Readtimes.id– Ada sebuah ungkapan dalam dunia olahraga yang menyebut bahwa mempertahankan juara jauh lebih sulit daripada merebut. Barangkali, itulah yang sekarang tengah dihadapi tim kebanggaan masyarakat Sulawesi Selatan, PSM Makassar.
Berhasil merebut gelar juara pada musim kemarin, tentu saja ekspektasi terhadap “Juku Eja” melambung tinggi jelang musim baru. Alih-alih mengulang performa di musim lalu, PSM malah tertatih dan terdampar di papan tengah klasemen sementara Liga 1 Indonesia.
Terbaru, tim asuhan Bernardo Tavares itu gagal memperoleh kemenangan setelah ditahan imbang oleh PSS Sleman pada pekan ke-11 liga 1. Hasil itu hanya sanggup membawa mereka raih 1 poin untuk melengkapi 15 poin raihan mereka.
Jika pada musim lalu mereka masih tak terkalahkan di laga ke-11, hasil berbeda diperoleh PSM pada musim ini. Total, ‘Juku Eja’ telah merasakan 4 kekalahan musim ini, termasuk 2 hasil negatif di Stadion Gelora BJ Habibie Parepare.
Buruknya performa PSM musim ini disebabkan berbagai faktor yang merupakan gabungan antara sebab internal dan eksternal. Kehilangan pemain seperti Ramadhan Sananta jelas merupakan kehilangan besar. Namun, PSM tidak serta merta jadi juara karena seorang pemain semata.

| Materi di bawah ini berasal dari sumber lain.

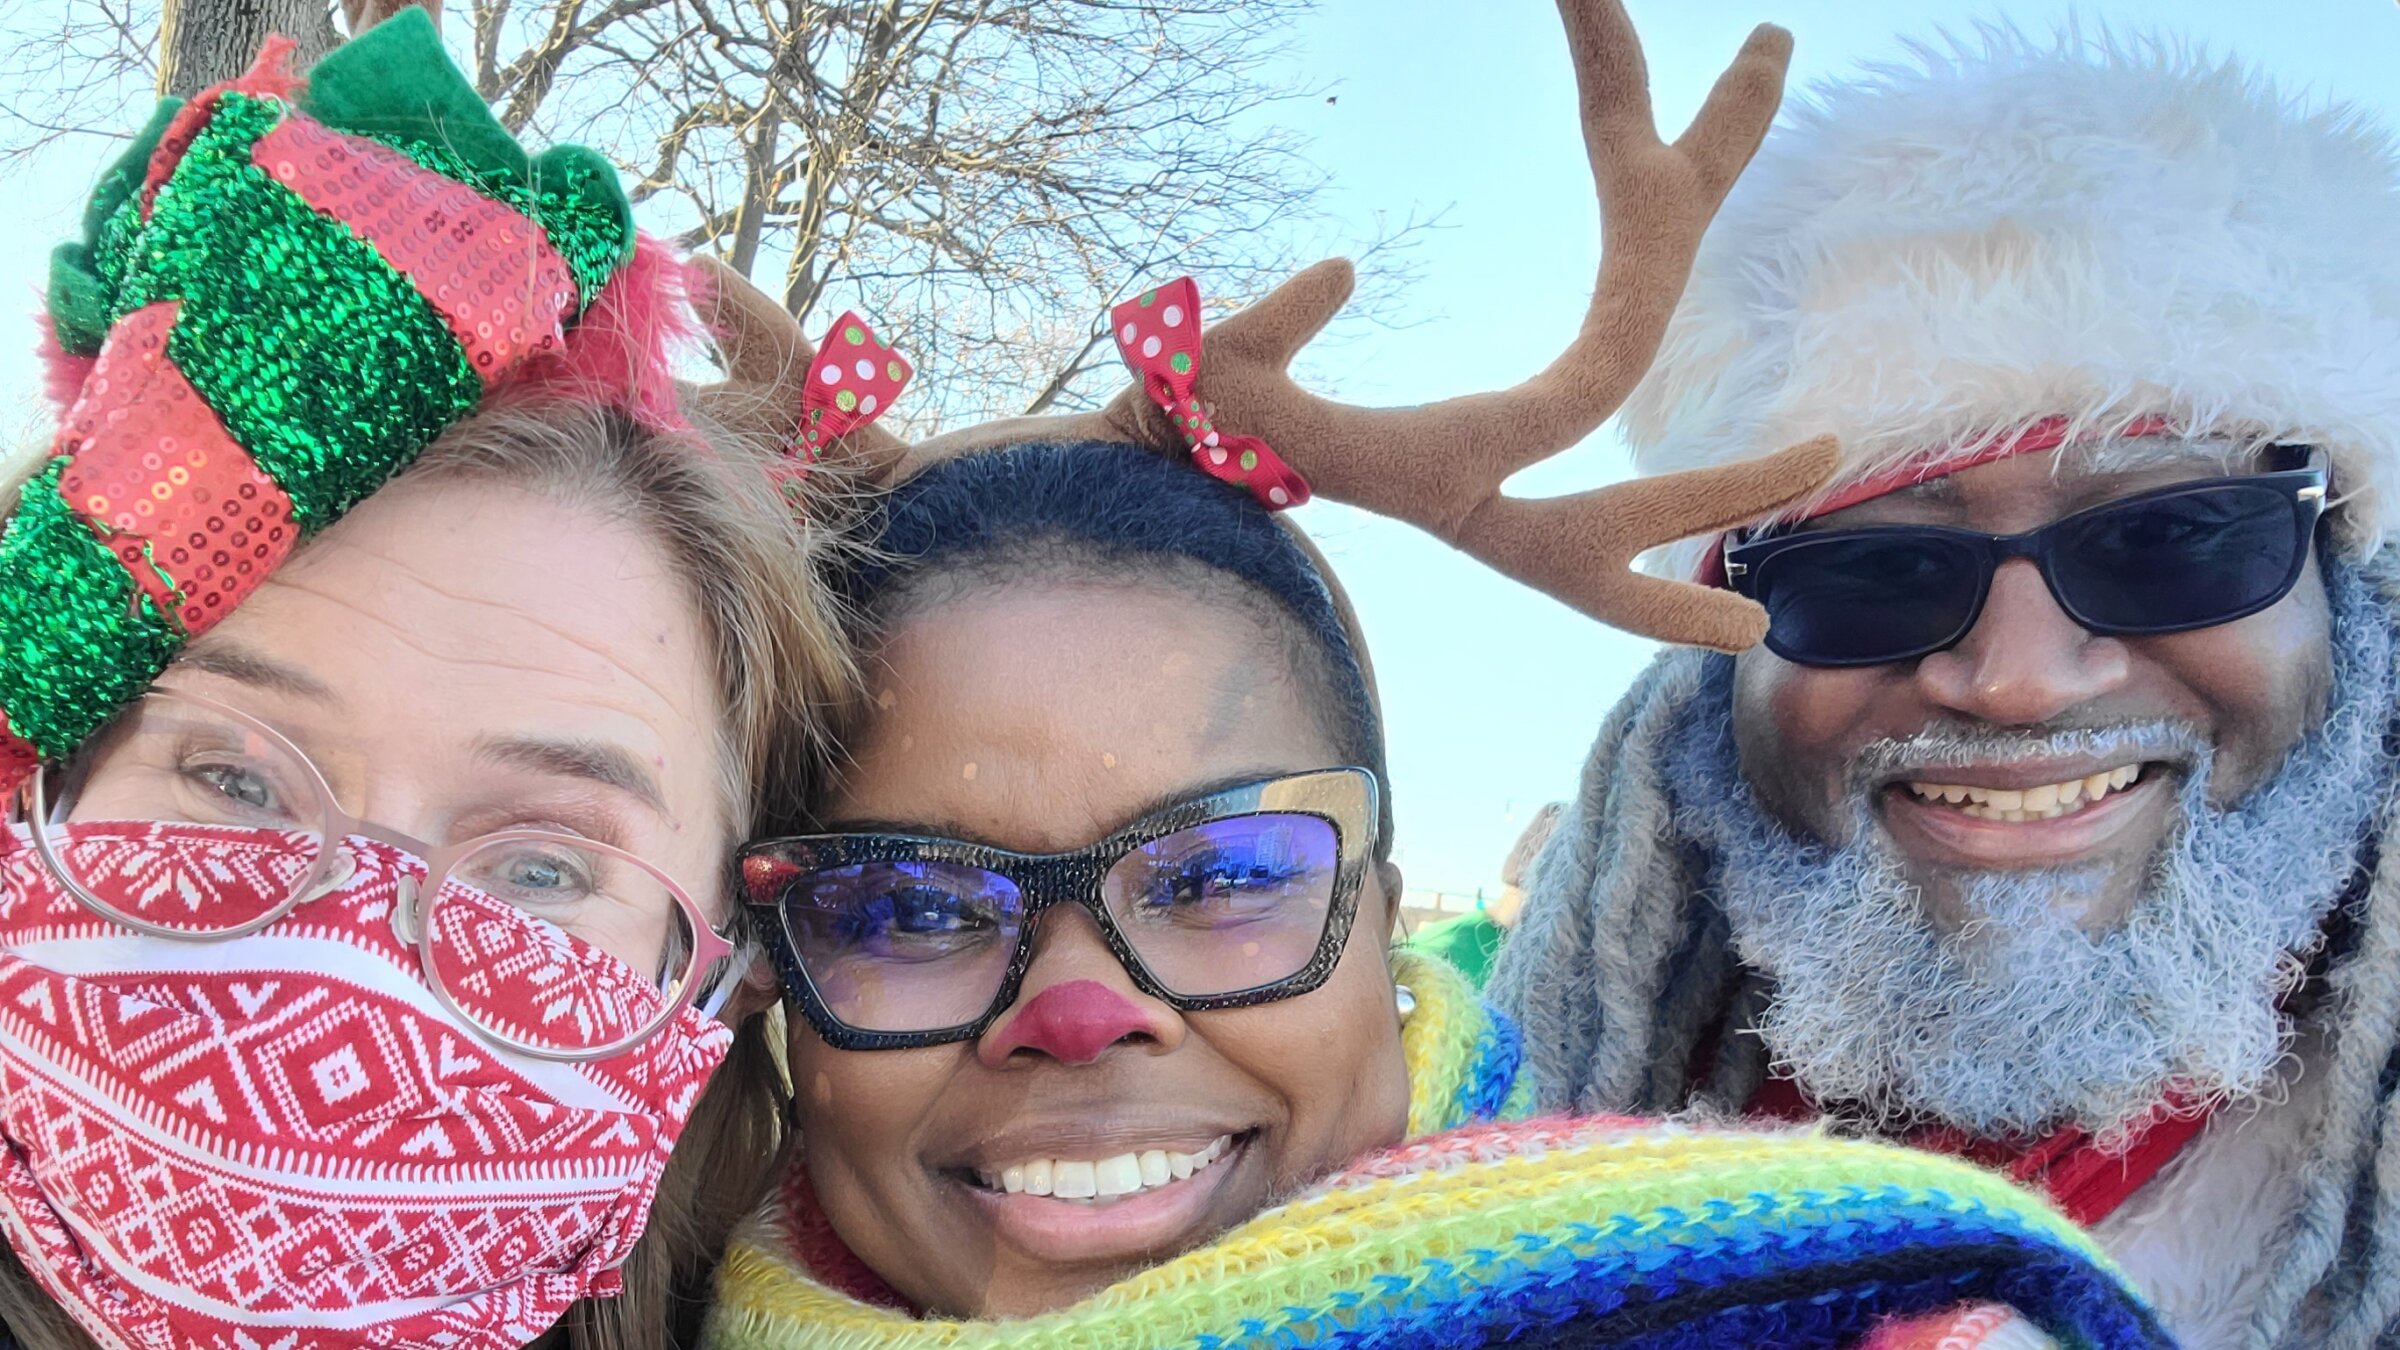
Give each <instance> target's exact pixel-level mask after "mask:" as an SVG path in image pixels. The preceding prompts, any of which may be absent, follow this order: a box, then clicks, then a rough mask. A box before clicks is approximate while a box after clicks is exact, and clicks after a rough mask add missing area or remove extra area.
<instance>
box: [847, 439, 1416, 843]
mask: <svg viewBox="0 0 2400 1350" xmlns="http://www.w3.org/2000/svg"><path fill="white" fill-rule="evenodd" d="M866 538H869V545H866V548H864V550H859V555H857V557H854V560H852V565H850V567H847V574H845V577H842V586H840V589H842V593H845V598H847V601H850V605H852V610H854V613H857V615H859V617H862V620H864V625H866V627H869V634H866V637H874V629H878V627H883V625H890V622H893V620H895V617H900V615H902V613H907V608H912V605H924V603H931V601H938V598H948V596H953V593H958V591H965V589H977V586H989V584H1015V581H1025V579H1039V577H1078V579H1106V581H1123V579H1135V581H1150V584H1162V586H1171V589H1181V591H1193V593H1198V596H1200V598H1212V601H1219V603H1226V605H1236V608H1246V610H1250V613H1253V615H1258V617H1260V620H1262V622H1267V625H1270V632H1277V637H1279V639H1284V649H1286V653H1289V656H1291V675H1294V680H1296V682H1298V685H1301V687H1303V689H1306V694H1308V699H1310V706H1313V711H1315V716H1318V718H1320V723H1322V725H1325V733H1327V737H1330V740H1332V742H1334V749H1337V752H1339V754H1342V759H1344V761H1349V764H1358V766H1361V769H1368V771H1373V773H1375V785H1378V790H1380V798H1382V802H1380V822H1378V824H1380V829H1378V834H1380V838H1378V846H1375V850H1378V858H1385V855H1390V848H1392V785H1390V773H1387V771H1385V747H1382V721H1380V718H1378V713H1375V699H1373V694H1370V692H1368V682H1366V663H1363V656H1361V653H1358V651H1354V646H1351V637H1349V629H1346V627H1344V622H1342V610H1339V605H1337V601H1334V593H1332V586H1330V584H1327V579H1325V574H1322V572H1320V569H1318V565H1315V560H1313V557H1310V555H1308V550H1306V548H1301V543H1298V540H1296V538H1294V536H1291V531H1286V528H1284V526H1282V524H1279V521H1277V519H1274V516H1272V514H1270V512H1267V509H1265V507H1260V504H1258V502H1255V500H1253V497H1250V495H1248V492H1241V490H1236V488H1229V485H1224V483H1217V480H1214V478H1210V476H1205V473H1198V471H1193V468H1190V466H1188V464H1176V461H1171V459H1164V456H1159V454H1157V452H1150V449H1138V447H1128V444H1109V442H1030V444H1018V447H1008V449H998V452H986V454H965V456H958V459H948V461H943V464H936V466H931V468H926V471H924V473H919V476H917V478H912V480H907V483H905V485H900V488H895V490H893V492H890V495H886V497H883V502H881V504H878V507H876V509H874V512H871V516H869V521H866Z"/></svg>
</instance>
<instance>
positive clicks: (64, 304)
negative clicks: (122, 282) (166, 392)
mask: <svg viewBox="0 0 2400 1350" xmlns="http://www.w3.org/2000/svg"><path fill="white" fill-rule="evenodd" d="M178 110H182V98H161V101H158V110H156V113H151V120H149V123H146V125H144V127H142V130H139V132H134V139H132V144H130V147H125V154H120V156H118V159H115V161H113V163H110V166H108V168H106V171H101V180H98V183H96V185H94V187H91V202H86V204H84V238H82V240H72V243H62V245H58V247H55V250H53V252H50V293H48V298H46V307H48V312H50V327H53V329H55V331H58V346H62V348H65V351H70V353H74V356H91V353H96V351H101V341H103V339H106V336H108V324H113V322H115V319H118V315H115V310H113V307H110V303H108V298H110V295H113V293H115V288H118V283H120V281H122V274H125V257H122V255H120V250H118V247H113V245H122V240H125V235H127V231H125V226H122V216H125V211H130V209H139V197H142V183H144V180H146V178H149V161H151V151H156V149H158V137H163V135H166V127H168V123H173V120H175V113H178Z"/></svg>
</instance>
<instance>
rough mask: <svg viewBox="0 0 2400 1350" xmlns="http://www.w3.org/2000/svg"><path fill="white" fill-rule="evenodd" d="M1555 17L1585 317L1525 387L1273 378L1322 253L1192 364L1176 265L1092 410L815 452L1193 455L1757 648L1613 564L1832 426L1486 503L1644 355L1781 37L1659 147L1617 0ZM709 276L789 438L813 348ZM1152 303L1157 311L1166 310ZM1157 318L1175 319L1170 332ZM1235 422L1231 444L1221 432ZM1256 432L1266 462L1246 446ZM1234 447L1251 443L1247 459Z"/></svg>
mask: <svg viewBox="0 0 2400 1350" xmlns="http://www.w3.org/2000/svg"><path fill="white" fill-rule="evenodd" d="M1558 12H1560V17H1562V19H1565V24H1567V48H1570V53H1572V55H1574V74H1577V89H1579V96H1582V123H1584V147H1586V151H1589V159H1591V178H1594V185H1596V190H1598V199H1601V223H1603V250H1601V274H1598V283H1596V286H1594V293H1591V305H1589V310H1586V312H1584V324H1582V331H1577V334H1574V341H1572V344H1567V351H1562V353H1560V356H1558V360H1553V363H1550V365H1548V368H1546V370H1543V372H1538V375H1534V377H1531V380H1526V382H1524V384H1517V387H1514V389H1500V392H1488V394H1466V396H1459V399H1445V401H1440V404H1426V406H1416V408H1358V406H1349V404H1337V401H1332V399H1322V396H1318V394H1310V392H1306V389H1301V387H1298V384H1294V382H1291V375H1289V372H1286V370H1289V365H1291V358H1294V356H1296V353H1298V351H1301V348H1303V346H1306V344H1308V339H1313V336H1315V334H1318V331H1320V329H1322V327H1325V322H1327V319H1332V315H1334V312H1337V310H1339V307H1342V303H1344V300H1349V293H1351V281H1354V276H1351V264H1349V262H1342V259H1330V262H1320V264H1315V267H1310V269H1306V271H1301V274H1298V276H1294V279H1291V281H1284V283H1282V286H1277V288H1274V291H1272V293H1270V295H1267V298H1262V300H1260V303H1255V305H1250V307H1246V310H1241V312H1236V315H1231V317H1226V319H1224V322H1219V324H1217V327H1212V329H1207V334H1205V346H1207V368H1205V370H1202V368H1200V363H1198V353H1200V346H1202V344H1200V329H1198V312H1195V310H1198V293H1195V291H1188V281H1186V283H1178V286H1181V288H1159V291H1157V293H1152V295H1145V298H1142V300H1135V303H1128V305H1121V307H1118V312H1116V315H1114V322H1116V327H1118V344H1121V346H1126V348H1128V358H1130V360H1133V363H1135V368H1138V370H1142V372H1145V380H1142V384H1135V387H1128V389H1126V392H1121V394H1118V396H1116V399H1114V401H1111V404H1109V406H1106V408H1102V411H1097V413H1082V416H1054V418H1008V420H996V423H984V425H974V428H965V430H958V432H946V435H938V437H931V440H924V442H917V444H907V442H902V440H900V437H895V435H890V432H883V430H876V428H859V430H852V432H850V435H845V437H840V440H833V442H828V444H826V447H823V454H826V456H828V459H835V461H845V464H847V466H852V468H857V471H862V473H864V476H866V478H871V480H878V483H895V480H900V478H907V476H910V473H914V471H919V468H924V466H929V464H934V461H938V459H948V456H955V454H972V452H977V449H996V447H1003V444H1020V442H1027V440H1118V442H1135V444H1145V447H1154V449H1169V452H1186V449H1190V452H1193V454H1195V459H1198V461H1200V466H1202V468H1210V471H1214V473H1219V476H1222V478H1231V480H1241V483H1243V485H1248V488H1250V490H1255V492H1260V497H1262V500H1267V502H1270V504H1286V502H1289V500H1301V497H1306V492H1308V490H1315V492H1318V495H1325V497H1332V500H1339V502H1349V504H1354V507H1366V509H1370V512H1378V514H1385V516H1392V519H1402V521H1409V524H1414V526H1418V528H1423V531H1428V533H1433V536H1438V538H1442V540H1447V543H1450V545H1454V548H1459V550H1464V552H1469V555H1474V557H1478V560H1483V562H1488V565H1490V567H1495V569H1500V572H1505V574H1510V577H1514V579H1519V581H1524V584H1529V586H1534V589H1538V591H1546V593H1550V596H1555V598H1560V601H1565V603H1567V605H1574V608H1577V610H1582V613H1586V615H1591V617H1596V620H1601V622H1608V625H1615V627H1620V629H1630V632H1639V634H1649V637H1656V639H1663V641H1682V644H1697V646H1714V649H1721V651H1740V649H1747V646H1752V644H1757V641H1759V637H1764V632H1766V615H1764V613H1762V610H1759V608H1757V605H1754V603H1750V601H1745V598H1740V596H1733V593H1728V591H1709V589H1699V586H1690V584H1680V581H1668V579H1661V577H1642V574H1634V572H1632V560H1634V557H1637V555H1639V552H1642V550H1646V548H1654V545H1661V543H1673V540H1678V538H1687V536H1697V533H1709V531H1718V528H1728V526H1733V524H1740V521H1752V519H1759V516H1762V514H1769V512H1774V509H1776V507H1781V504H1786V502H1793V500H1798V497H1805V495H1810V492H1814V490H1817V488H1819V485H1822V483H1824V480H1826V476H1829V473H1831V471H1834V461H1836V447H1834V442H1831V440H1829V437H1822V440H1812V442H1805V444H1798V447H1790V449H1786V452H1781V454H1774V456H1766V459H1759V461H1750V464H1730V466H1723V468H1704V471H1692V473H1675V476H1663V478H1644V480H1634V483H1622V485H1615V488H1598V490H1589V492H1577V495H1570V497H1548V500H1522V497H1507V495H1502V492H1500V485H1502V480H1507V476H1510V473H1514V471H1519V468H1524V466H1529V464H1536V461H1541V459H1548V456H1550V454H1558V452H1562V449H1567V447H1572V444H1574V442H1579V440H1582V437H1584V435H1589V432H1591V430H1594V428H1598V425H1601V423H1603V420H1606V418H1608V416H1610V413H1615V411H1618V404H1622V401H1625V396H1627V394H1630V392H1632V387H1634V382H1637V380H1639V377H1642V372H1644V370H1646V368H1649V363H1651V356H1656V351H1658V339H1661V334H1663V331H1666V322H1668V315H1670V312H1673V310H1675V300H1678V298H1680V295H1682V286H1685V279H1687V276H1690V271H1692V255H1694V250H1697V247H1699V235H1702V231H1704V228H1706V226H1709V219H1711V216H1714V214H1716V207H1718V204H1721V202H1723V197H1726V190H1728V187H1733V180H1735V175H1738V173H1740V171H1742V166H1745V163H1750V156H1752V154H1754V151H1757V147H1759V142H1762V139H1764V137H1766V127H1769V123H1771V120H1774V113H1776V103H1778V101H1781V96H1783V70H1786V65H1788V60H1790V34H1786V31H1783V29H1776V26H1764V24H1762V26H1759V29H1757V31H1752V34H1750V41H1747V43H1742V50H1740V55H1735V58H1733V65H1730V67H1728V70H1726V72H1723V74H1721V77H1718V82H1716V89H1714V91H1711V94H1709V101H1706V103H1704V106H1702V110H1699V115H1697V118H1694V120H1692V127H1690V130H1685V135H1682V137H1678V139H1675V142H1673V144H1666V142H1661V139H1658V132H1656V125H1654V118H1651V101H1649V72H1646V67H1644V60H1642V43H1639V38H1637V36H1634V29H1632V19H1627V14H1625V10H1622V5H1618V0H1558ZM715 274H718V279H720V327H722V331H725V344H727V353H730V358H727V365H730V377H732V380H730V387H727V389H720V392H718V394H713V396H715V399H720V401H722V399H732V401H734V404H742V406H746V408H749V411H751V413H763V416H751V418H749V420H751V425H763V428H766V430H768V432H773V435H785V437H790V435H792V416H794V413H792V408H797V406H799V396H797V394H794V384H797V380H802V377H806V372H809V370H811V358H814V348H811V346H809V344H806V341H804V339H802V334H799V329H797V324H794V322H792V319H790V315H785V312H782V307H780V305H775V303H773V300H768V298H766V295H761V293H758V291H754V288H751V286H749V283H746V281H744V279H742V276H737V274H732V271H730V269H715ZM1169 310H1176V312H1174V315H1171V319H1174V322H1169ZM1145 312H1147V315H1145ZM1128 324H1130V327H1128ZM1178 331H1183V334H1188V341H1186V344H1183V346H1181V348H1178V346H1176V341H1174V334H1178ZM1178 351H1181V356H1186V358H1188V363H1186V368H1183V370H1178V368H1176V365H1174V358H1176V356H1178ZM1162 363H1164V365H1162ZM718 411H720V416H732V418H737V420H739V418H742V416H744V413H742V408H739V406H725V404H720V406H718ZM1236 432H1238V437H1241V442H1238V449H1234V447H1229V437H1234V435H1236ZM1265 447H1272V456H1258V452H1262V449H1265ZM1241 452H1248V454H1250V456H1253V464H1250V466H1248V468H1243V464H1241ZM1277 456H1279V459H1277Z"/></svg>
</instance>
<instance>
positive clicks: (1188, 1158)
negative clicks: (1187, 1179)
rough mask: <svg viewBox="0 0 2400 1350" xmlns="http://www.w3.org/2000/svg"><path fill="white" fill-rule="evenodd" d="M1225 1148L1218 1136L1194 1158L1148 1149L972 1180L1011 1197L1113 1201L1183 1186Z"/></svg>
mask: <svg viewBox="0 0 2400 1350" xmlns="http://www.w3.org/2000/svg"><path fill="white" fill-rule="evenodd" d="M1231 1146H1234V1136H1231V1134H1219V1136H1217V1139H1212V1141H1210V1146H1207V1148H1202V1151H1200V1153H1171V1151H1166V1148H1152V1151H1147V1153H1118V1155H1114V1158H1099V1160H1082V1158H1034V1160H1030V1163H1018V1165H1015V1167H1003V1170H1001V1172H996V1175H994V1172H977V1179H979V1182H984V1189H989V1191H1008V1194H1013V1196H1020V1194H1022V1196H1051V1199H1061V1201H1114V1199H1118V1196H1133V1194H1142V1191H1154V1189H1159V1187H1171V1184H1176V1182H1183V1179H1188V1177H1190V1175H1193V1172H1202V1170H1207V1165H1210V1163H1214V1160H1217V1158H1224V1153H1226V1148H1231Z"/></svg>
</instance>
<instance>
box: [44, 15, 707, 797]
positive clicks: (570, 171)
mask: <svg viewBox="0 0 2400 1350" xmlns="http://www.w3.org/2000/svg"><path fill="white" fill-rule="evenodd" d="M286 53H288V43H281V41H278V43H269V48H266V53H262V58H259V62H257V65H254V67H252V70H250V74H245V77H240V79H235V82H230V84H223V86H216V89H209V91H206V94H202V96H197V98H194V101H192V103H187V106H180V103H175V101H168V103H163V106H161V108H158V113H156V115H154V118H151V123H149V127H144V132H142V135H139V137H137V139H134V147H132V149H130V151H127V154H125V156H122V159H120V161H118V163H115V166H113V168H110V171H108V173H106V175H103V178H101V185H98V187H96V192H94V197H91V202H89V207H86V211H84V238H82V240H77V243H67V245H62V247H60V250H58V252H55V257H53V269H50V293H48V315H46V324H48V334H50V341H48V344H46V356H48V363H50V389H53V396H58V401H60V404H62V406H65V413H62V418H60V428H58V437H55V442H53V449H50V459H48V464H46V466H43V468H41V471H38V473H36V476H34V478H31V480H29V483H26V485H24V492H22V497H19V500H17V504H14V509H12V514H10V516H7V526H5V533H0V793H7V790H14V788H17V785H19V783H22V781H24V778H26V776H29V773H31V771H34V766H36V764H38V761H43V759H58V757H65V754H72V752H74V749H77V747H79V745H82V742H84V740H86V737H89V735H91V733H94V730H98V728H101V725H103V723H106V721H108V718H110V716H113V713H115V711H118V709H122V706H125V704H130V701H132V699H134V697H139V694H142V692H144V689H146V687H149V685H151V680H156V675H158V673H161V670H163V668H166V663H168V661H170V658H173V656H175V651H178V649H180V646H182V644H185V641H190V639H192V637H194V634H202V632H206V629H209V627H211V625H216V622H218V620H223V617H226V613H230V610H233V608H235V605H238V603H240V601H242V598H245V596H250V593H252V591H254V589H257V586H259V584H262V581H264V579H266V574H269V572H274V567H276V565H278V562H283V557H286V555H288V552H290V550H293V545H295V543H298V540H300V538H305V536H310V533H314V531H322V528H324V526H329V524H334V521H336V519H341V514H343V512H348V509H350V507H353V504H358V502H360V500H362V497H367V495H370V492H374V490H377V488H382V485H384V483H386V480H389V478H391V476H394V473H396V471H401V468H403V466H408V461H410V459H415V454H418V452H420V449H425V447H427V444H430V442H432V440H434V437H437V435H439V432H442V430H444V428H449V425H451V423H456V420H458V418H463V416H466V413H470V411H475V406H478V404H482V401H485V399H487V396H490V394H492V392H497V389H502V387H523V384H535V382H557V384H559V387H562V389H566V392H574V394H578V396H595V399H607V401H614V404H622V406H624V408H626V411H629V413H634V416H636V418H643V420H648V423H655V425H672V423H674V389H672V380H670V372H667V360H665V341H667V334H670V331H672V329H674V312H677V300H679V295H674V288H677V286H679V281H682V267H679V264H677V262H672V259H667V257H665V255H662V252H660V250H658V247H655V245H650V243H648V240H643V243H641V247H636V233H634V216H631V204H629V202H626V197H624V190H622V187H619V183H617V173H614V168H610V163H607V161H602V159H600V156H598V154H593V151H588V149H581V147H554V149H550V151H542V154H540V156H528V154H526V151H523V149H521V147H518V144H516V142H514V139H511V137H509V132H504V130H502V127H499V123H497V120H494V118H492V115H490V110H487V108H485V103H482V101H480V98H478V96H475V89H473V86H470V84H468V82H466V77H463V74H461V72H458V70H456V67H454V65H451V62H449V58H446V55H444V50H442V43H439V38H437V36H434V26H432V22H430V17H427V14H422V12H418V10H408V12H403V14H398V17H394V19H389V22H384V24H379V26H374V29H370V31H367V34H362V36H360V38H355V41H350V43H348V46H343V48H338V50H336V53H331V55H329V58H326V60H322V62H319V65H317V67H314V72H312V74H310V79H307V84H305V86H302V84H298V82H295V79H290V77H288V74H283V55H286Z"/></svg>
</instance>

Prestasi yang PSM raih musim lalu tentu tidak lepas dari racikan strategi pelatih asal Portugal, Bernardo Tavares. Ia berhasil meramu tim yang solid dan sulit ditembus, meski dengan skuad yang minimalis. Tim yang kompak dan sulit tersebut jadi resep ampuh PSM dalam menjuara BRI Liga 1 musim lalu walau tidak bergantung pada dominasi penguasaan bola.
Sayangnya, hasil berbeda malah diraih PSM musim ini. Pertahanan yang solid tersebut tidak dibarengi dengan kedisiplinan lini terakhir yang kerap melakukan kesalahan.
Tindakan indisipliner barisan pertahanan tersebut berpadu dengan serangan yang mengandalkan bola panjang membuat serangan ‘Juku Eja’ mudah dipatahkan. Belum tuntas pada permasalahan permainan tim, PSM kini harus berhadapan dengan permasalahan non-permainan yang membuat misi mempertahankan gelar kian terjal.
Salah satu yang jadi sorotan pelatih Bernardo Tavares adalah sepinya penonton ketika melakoni laga kandang. Bahkan, banyaknya kursi kosong yang bisa terlihat jelas ketika kita menonton dari layar televisi.
“Dengan terisi penuhnya stadion itu bagus untuk kedua tim. Lebih baik kita bermain di stadion yang full dari pada stadion sunyi senyap,” ujar Bernardo pada jumpa pers, Sabtu (2/9).
Kurangnya penonton yang hadir sedikit banyak juga bisa memberi pengaruh terhadap performa para pemain. Hal tersebut bisa dilihat dari 5 laga awal PSM musim lalu dan musim ini.
Musim lalu, PSM berhasil menyapu bersih 5 laga kandang perdana dengan kemenangan. Hal berbeda diperlihatkan musim ini. Mereka hanya mampu meraih 3 kemenangan dari 5 laga awal di kandang.
Jarak stadion yang jauh dari Makassar, jadwal pertandingan yang dihelat di sore hari, dan menurunnya performa tim membuat para penonton kurang membanjiri Gelora BJ Habibie.
Selain masalah stadion tersebut, tentunya masih ada hal-hal lain yang mengganggu performa tim kebanggaan masyarakat Sulsel tersebut. Sayangnya, permasalahan itu bukan hanya jadi tanggung jawab Bernardo Tavares dan para pemain di lapangan saja. Sudah seharusnya seluruh jajaran manajemen PSM turun tangan untuk saling bahu membahu menyelesaikan masalah yang ada, baik yang terlihat, maupun yang tidak terlihat.